The Ley Seca (literally “Dry Law” in Spanish) refers to the banning of the sale of alcohol for 24 hours before elections and throughout election day in Mexico.
The purpose of the law is to ensure that elections are held with the maximum degree of decorum and level-headedness. The law used to be enforced at a national level, but since 2007 it is left to the authorities of each state to determine whether or not they will apply it.
Some states restrict the sale of alcoholic beverages for a full 48 hours, some for just 24 hours, and some, mostly in areas where tourism is an important economic factor, do not apply the law at all.
Paragraph II, Article 286 of the Federal Code of Institutions and Electoral Procedures (Código Federal de Instituciones y Procedimientos Electorales reads:
2.El dia de la eleccion y el precedente las autoridades competentes, de acuerdo a la normatividad que exista en cada entidad federativa, podran establecer medidas para limitar el horario de servicio de los establecimientos en los que sirvan bebidas embriagantes.

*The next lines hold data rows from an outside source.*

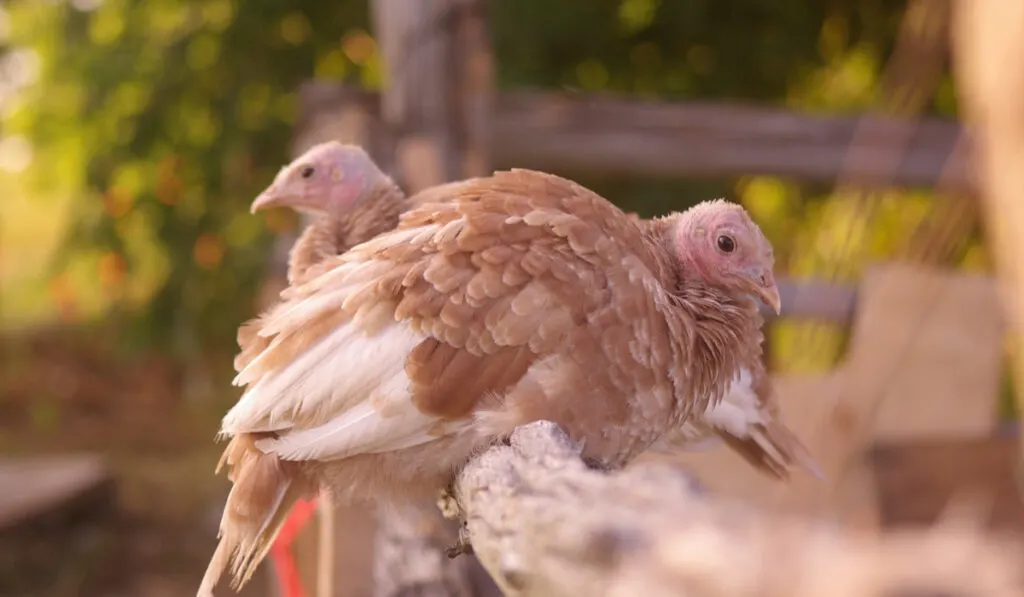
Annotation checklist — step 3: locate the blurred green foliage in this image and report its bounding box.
[0,0,983,378]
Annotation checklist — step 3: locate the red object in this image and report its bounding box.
[270,500,316,597]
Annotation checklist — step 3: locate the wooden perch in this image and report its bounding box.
[445,422,1024,597]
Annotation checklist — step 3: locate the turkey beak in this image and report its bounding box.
[249,185,288,213]
[753,269,782,315]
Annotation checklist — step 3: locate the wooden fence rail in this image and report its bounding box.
[297,82,974,194]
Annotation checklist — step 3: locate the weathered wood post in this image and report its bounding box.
[952,0,1024,452]
[372,0,493,597]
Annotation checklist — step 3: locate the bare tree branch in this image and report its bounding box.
[454,422,1024,597]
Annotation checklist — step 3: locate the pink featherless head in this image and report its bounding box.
[251,141,390,214]
[673,199,781,313]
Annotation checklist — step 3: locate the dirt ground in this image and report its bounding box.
[0,332,271,597]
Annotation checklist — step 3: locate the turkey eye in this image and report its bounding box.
[718,234,736,253]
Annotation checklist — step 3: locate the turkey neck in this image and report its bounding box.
[639,216,763,415]
[288,183,407,284]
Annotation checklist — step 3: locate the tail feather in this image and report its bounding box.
[197,434,308,597]
[716,419,824,480]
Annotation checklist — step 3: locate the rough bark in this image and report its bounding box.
[445,422,1024,597]
[374,505,501,597]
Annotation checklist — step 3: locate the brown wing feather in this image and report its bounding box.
[238,170,674,434]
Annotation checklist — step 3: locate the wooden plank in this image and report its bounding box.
[299,82,974,193]
[870,434,1024,531]
[0,455,113,532]
[873,264,1004,441]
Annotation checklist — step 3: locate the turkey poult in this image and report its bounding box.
[200,156,778,595]
[249,141,821,479]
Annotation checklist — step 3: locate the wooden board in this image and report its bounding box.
[0,455,113,532]
[870,435,1024,531]
[864,265,1004,441]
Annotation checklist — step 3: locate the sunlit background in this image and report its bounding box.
[0,0,1010,597]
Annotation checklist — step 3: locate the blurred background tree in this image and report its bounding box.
[0,0,974,380]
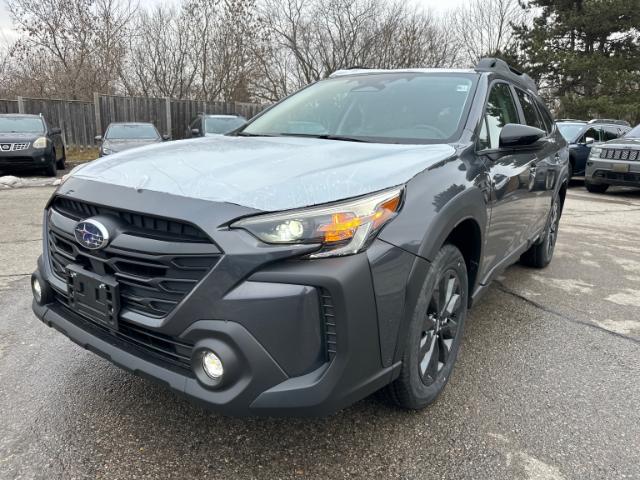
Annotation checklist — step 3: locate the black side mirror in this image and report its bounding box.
[499,123,546,150]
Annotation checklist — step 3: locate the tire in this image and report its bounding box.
[44,150,58,177]
[384,244,469,410]
[520,194,562,268]
[584,180,609,193]
[57,147,67,170]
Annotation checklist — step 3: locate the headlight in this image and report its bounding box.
[231,188,402,258]
[33,137,47,148]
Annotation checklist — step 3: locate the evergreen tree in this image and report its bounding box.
[516,0,640,123]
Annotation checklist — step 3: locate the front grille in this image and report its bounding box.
[0,143,29,152]
[52,197,211,243]
[48,229,219,318]
[320,288,338,361]
[593,170,640,183]
[600,148,640,161]
[52,294,193,376]
[0,158,34,167]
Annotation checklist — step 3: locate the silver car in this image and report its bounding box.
[585,125,640,193]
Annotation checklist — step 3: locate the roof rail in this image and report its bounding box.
[589,118,631,127]
[475,57,538,93]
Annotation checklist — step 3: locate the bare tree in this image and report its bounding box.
[451,0,526,65]
[121,6,204,98]
[7,0,135,98]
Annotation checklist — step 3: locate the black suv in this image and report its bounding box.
[185,113,247,138]
[556,119,631,177]
[0,113,66,177]
[32,59,569,415]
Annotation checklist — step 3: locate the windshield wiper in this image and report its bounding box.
[235,132,280,137]
[280,133,371,143]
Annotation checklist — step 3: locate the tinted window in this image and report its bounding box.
[602,126,622,142]
[478,83,520,150]
[536,100,554,133]
[244,73,478,143]
[204,117,246,133]
[578,127,600,143]
[104,124,160,140]
[516,89,548,131]
[556,122,585,143]
[624,125,640,138]
[0,117,44,133]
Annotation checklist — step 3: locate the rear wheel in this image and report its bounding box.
[57,147,67,170]
[386,245,468,410]
[584,180,609,193]
[44,150,58,177]
[520,194,562,268]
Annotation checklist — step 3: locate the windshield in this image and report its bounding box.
[624,125,640,138]
[241,73,477,143]
[556,123,585,142]
[0,117,44,133]
[205,117,247,133]
[104,124,160,140]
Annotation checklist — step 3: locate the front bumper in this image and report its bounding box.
[0,148,51,170]
[33,181,416,416]
[585,158,640,187]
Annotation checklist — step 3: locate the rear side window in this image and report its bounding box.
[478,83,520,150]
[516,89,549,131]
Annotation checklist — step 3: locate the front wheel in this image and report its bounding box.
[520,194,562,268]
[386,245,468,410]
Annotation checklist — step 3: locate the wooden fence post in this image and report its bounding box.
[164,97,173,138]
[93,93,102,135]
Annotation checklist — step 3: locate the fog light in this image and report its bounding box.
[202,351,224,380]
[31,277,42,303]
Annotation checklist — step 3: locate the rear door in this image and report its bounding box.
[477,81,538,278]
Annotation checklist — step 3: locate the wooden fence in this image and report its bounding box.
[5,94,265,148]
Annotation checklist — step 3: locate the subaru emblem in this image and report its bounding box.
[73,219,109,250]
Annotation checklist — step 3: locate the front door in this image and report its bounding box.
[478,82,538,282]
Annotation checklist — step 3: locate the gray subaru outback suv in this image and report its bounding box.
[585,125,640,193]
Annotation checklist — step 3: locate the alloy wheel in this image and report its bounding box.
[418,269,462,386]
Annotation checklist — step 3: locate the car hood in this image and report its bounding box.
[598,138,640,148]
[73,136,455,211]
[102,140,160,153]
[0,132,39,143]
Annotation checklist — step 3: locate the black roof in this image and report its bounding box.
[475,57,538,93]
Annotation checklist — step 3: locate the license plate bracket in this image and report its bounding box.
[612,163,629,173]
[67,264,120,329]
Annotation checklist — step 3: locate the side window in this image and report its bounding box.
[516,89,548,131]
[602,127,622,142]
[578,127,600,143]
[536,100,555,133]
[478,83,520,149]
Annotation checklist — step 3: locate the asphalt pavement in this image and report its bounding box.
[0,184,640,480]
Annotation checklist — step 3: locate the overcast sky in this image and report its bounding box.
[0,0,467,43]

Translation: The day of the election as well as the preceding day, in accordance with the regulations that exist in each federal agency, authorities may establish measures to limit the hours of service of establishments which serve alcoholic beverages.
Establishments caught breaking the law face hefty fines.
When are the elections?
In Mexico, general elections are held every six years, and local elections are held in different locations in different years. This next election will be held on the 1st of July, 2018.
Mexican States and Ley Seca
States which enforce the dry law for the full 48 hours (from the first minute of the Saturday prior to the elections until the first moment of the Monday following the elections) include Campeche, Coahuila, Colima, Sonora, Guerrero, Veracruz, Oaxaca, Jalisco, Tamaulipas and Mexico City.
In some states, such as Puebla, Quintana Roo and Baja California Sur, the dry law is in effect for 24 hours only. In Quintana Roo (which includes the tourist destinations of Cancun and the Riviera Maya) the sale of alcoholic beverages is prohibited on election day (from midnight until midnight), except in hotels and tourist areas where alcohol may be served provided it is accompanied by food. In Baja California Sur the dry law is enforced on election day, with the exception of the hotels and beaches of the tourist areas of Los Cabos. In the state of Baja California, the law is not applied at all.
Those concerned about being unable to purchase alcohol during the elections may wish to plan in advance and stock up on liquor on the Friday before election day.